Results: The median follow-up of time in the present series was 83 (1–264) weeks. Univariate analysis showed significantly shorter EFS in 14 out of 152 pts. (9%) with chromosome 17p13 deletion (17p−; 46 vs. 99 weeks, p<0.0001) and 18 out of 152 pts. (12%) with translocation t(4;14) (57 vs. 99 weeks, p=0.001). Clinical and laboratory variables as well as all other CA had no significant impact on EFS. Multivariate analysis revealed 17p− and t(4;14) as independent predictors of inferior EFS (p=0.0005 and p=0.01, respectively). OS was significantly shorter in pts. with 17p− (99 vs. 219 weeks, p=0.001) and in 17 out of 152 pts. (11%) with deletion of chromosome band 22q11 (127 weeks vs. not reached, p=0.002). There was a trend towards a shorter OS in pts. with t(4;14).
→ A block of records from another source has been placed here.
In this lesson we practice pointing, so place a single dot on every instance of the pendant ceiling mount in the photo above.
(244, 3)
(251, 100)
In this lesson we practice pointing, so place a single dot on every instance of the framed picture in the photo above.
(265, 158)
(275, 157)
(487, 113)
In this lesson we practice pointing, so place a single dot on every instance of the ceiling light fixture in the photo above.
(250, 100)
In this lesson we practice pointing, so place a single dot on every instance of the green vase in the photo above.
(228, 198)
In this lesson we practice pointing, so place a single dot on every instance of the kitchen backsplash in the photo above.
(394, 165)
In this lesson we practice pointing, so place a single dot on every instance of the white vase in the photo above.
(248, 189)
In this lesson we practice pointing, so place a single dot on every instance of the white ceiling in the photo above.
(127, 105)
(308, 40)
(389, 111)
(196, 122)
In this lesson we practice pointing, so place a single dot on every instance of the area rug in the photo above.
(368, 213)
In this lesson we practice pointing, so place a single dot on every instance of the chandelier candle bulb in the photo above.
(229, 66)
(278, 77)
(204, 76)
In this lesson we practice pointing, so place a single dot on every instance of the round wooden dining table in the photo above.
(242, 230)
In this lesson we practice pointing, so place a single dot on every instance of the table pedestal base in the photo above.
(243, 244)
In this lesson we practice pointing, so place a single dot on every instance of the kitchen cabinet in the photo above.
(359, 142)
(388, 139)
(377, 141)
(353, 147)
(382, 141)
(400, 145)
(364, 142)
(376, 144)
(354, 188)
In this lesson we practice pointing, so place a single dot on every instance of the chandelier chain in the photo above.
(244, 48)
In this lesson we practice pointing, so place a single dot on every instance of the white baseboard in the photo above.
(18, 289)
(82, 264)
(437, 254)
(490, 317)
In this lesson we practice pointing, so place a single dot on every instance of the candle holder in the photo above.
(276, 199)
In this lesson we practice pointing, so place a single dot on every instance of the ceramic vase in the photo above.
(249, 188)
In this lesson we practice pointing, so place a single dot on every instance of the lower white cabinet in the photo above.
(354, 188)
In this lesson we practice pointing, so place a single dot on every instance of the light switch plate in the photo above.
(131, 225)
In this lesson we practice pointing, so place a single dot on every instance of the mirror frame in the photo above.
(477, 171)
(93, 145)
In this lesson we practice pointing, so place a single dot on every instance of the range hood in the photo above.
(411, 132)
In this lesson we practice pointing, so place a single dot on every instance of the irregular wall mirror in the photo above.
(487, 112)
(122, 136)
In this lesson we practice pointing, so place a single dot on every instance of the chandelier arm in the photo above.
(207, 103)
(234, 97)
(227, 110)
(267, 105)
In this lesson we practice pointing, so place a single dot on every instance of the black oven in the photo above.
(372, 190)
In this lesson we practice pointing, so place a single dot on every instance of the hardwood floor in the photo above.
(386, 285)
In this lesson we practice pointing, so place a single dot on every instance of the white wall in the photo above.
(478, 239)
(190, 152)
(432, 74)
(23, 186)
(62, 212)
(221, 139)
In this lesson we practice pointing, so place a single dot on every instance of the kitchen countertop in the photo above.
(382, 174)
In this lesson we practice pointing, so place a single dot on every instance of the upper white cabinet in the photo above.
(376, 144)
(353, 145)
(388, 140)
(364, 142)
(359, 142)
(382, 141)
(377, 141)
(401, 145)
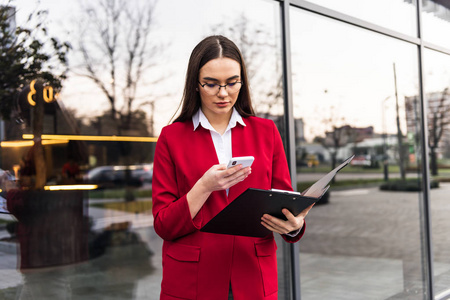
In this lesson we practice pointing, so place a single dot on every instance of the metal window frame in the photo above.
(425, 223)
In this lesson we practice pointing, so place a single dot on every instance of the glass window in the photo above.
(436, 66)
(398, 15)
(351, 87)
(436, 21)
(100, 135)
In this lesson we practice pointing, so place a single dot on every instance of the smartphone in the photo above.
(245, 161)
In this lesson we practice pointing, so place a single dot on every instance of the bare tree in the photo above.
(438, 121)
(117, 53)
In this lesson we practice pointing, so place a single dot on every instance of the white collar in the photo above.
(200, 118)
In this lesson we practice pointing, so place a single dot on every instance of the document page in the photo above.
(321, 186)
(3, 206)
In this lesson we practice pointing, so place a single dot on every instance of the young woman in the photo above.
(191, 183)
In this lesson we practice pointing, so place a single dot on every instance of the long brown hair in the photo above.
(210, 48)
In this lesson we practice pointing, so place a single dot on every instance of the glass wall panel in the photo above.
(127, 67)
(437, 84)
(436, 22)
(352, 95)
(398, 15)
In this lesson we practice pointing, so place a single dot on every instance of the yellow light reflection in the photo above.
(72, 187)
(93, 138)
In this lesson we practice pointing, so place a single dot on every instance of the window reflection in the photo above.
(98, 138)
(398, 15)
(350, 96)
(436, 21)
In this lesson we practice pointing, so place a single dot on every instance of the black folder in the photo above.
(243, 215)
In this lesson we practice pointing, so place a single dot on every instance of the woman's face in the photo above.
(219, 71)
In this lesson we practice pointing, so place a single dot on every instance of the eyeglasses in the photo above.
(214, 88)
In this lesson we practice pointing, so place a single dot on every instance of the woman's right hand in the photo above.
(217, 178)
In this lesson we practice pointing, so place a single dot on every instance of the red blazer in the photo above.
(199, 265)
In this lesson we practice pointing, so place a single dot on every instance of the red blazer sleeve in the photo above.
(172, 218)
(281, 178)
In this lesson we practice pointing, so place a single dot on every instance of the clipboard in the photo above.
(243, 215)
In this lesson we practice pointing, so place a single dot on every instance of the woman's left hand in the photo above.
(292, 224)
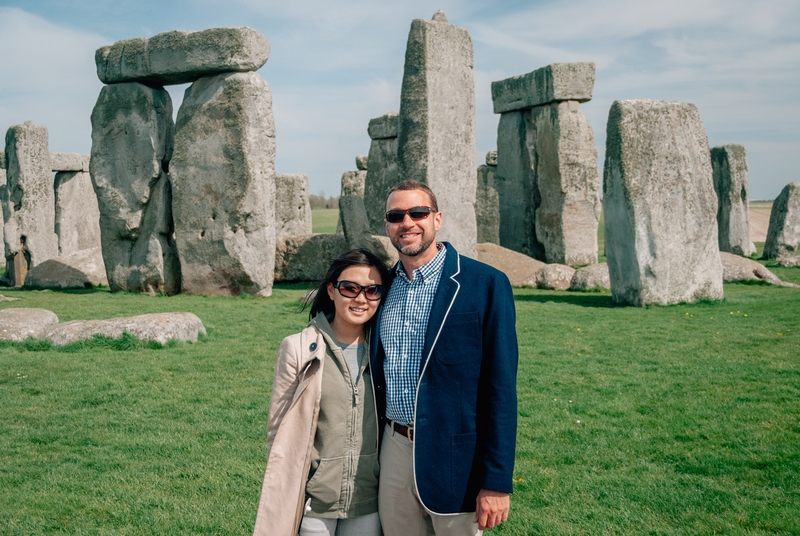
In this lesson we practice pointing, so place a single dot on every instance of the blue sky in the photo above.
(333, 66)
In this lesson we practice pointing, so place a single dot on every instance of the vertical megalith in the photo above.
(382, 171)
(132, 138)
(487, 204)
(28, 201)
(730, 183)
(783, 234)
(436, 132)
(224, 186)
(660, 206)
(77, 215)
(292, 206)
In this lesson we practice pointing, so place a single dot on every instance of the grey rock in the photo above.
(555, 277)
(594, 276)
(81, 269)
(292, 207)
(223, 174)
(28, 201)
(518, 191)
(660, 206)
(178, 57)
(69, 162)
(132, 140)
(554, 83)
(158, 327)
(17, 324)
(520, 269)
(77, 217)
(783, 234)
(384, 126)
(730, 183)
(487, 206)
(565, 169)
(436, 135)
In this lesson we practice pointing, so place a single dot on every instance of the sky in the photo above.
(335, 65)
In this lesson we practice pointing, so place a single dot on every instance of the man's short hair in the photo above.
(413, 185)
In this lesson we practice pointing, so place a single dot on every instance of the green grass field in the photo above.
(663, 420)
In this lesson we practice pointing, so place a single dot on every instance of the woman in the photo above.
(322, 431)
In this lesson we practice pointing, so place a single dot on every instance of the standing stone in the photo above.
(436, 135)
(730, 184)
(783, 234)
(566, 174)
(660, 206)
(487, 202)
(224, 186)
(77, 214)
(28, 201)
(382, 172)
(132, 139)
(292, 206)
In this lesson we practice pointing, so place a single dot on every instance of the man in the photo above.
(444, 365)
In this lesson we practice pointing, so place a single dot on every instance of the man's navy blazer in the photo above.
(465, 422)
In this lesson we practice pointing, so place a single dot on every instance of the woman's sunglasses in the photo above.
(348, 289)
(416, 214)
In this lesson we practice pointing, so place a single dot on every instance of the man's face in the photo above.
(412, 237)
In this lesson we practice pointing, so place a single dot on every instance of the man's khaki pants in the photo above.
(402, 513)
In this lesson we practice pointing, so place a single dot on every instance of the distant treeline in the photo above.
(320, 201)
Conclusions: Our data suggest that HD-CTX and ASCT does not provide long-term disease control in elderly pts. with t(4;14) or 17p−. Therefore, HD-CTX and ASCT cannot be recommended for these high-risk pts. (overall ∼20% of cases). 13q− and +1q21.2 were not prognostic markers in the present study. Collection of clinical data and molecular cytogenetic analysis of further cases is ongoing.
Supported by grants from the Deutsche José Carreras Leukämie-Stiftung (DJCLS-R04/04), the Deutsche Krebshilfe (70-3899-Li I), and the Wilhelm Sander-Stiftung (No. 2002.098.1) to P.L. and H.D.
Author notes
Disclosure: No relevant conflicts of interest to declare.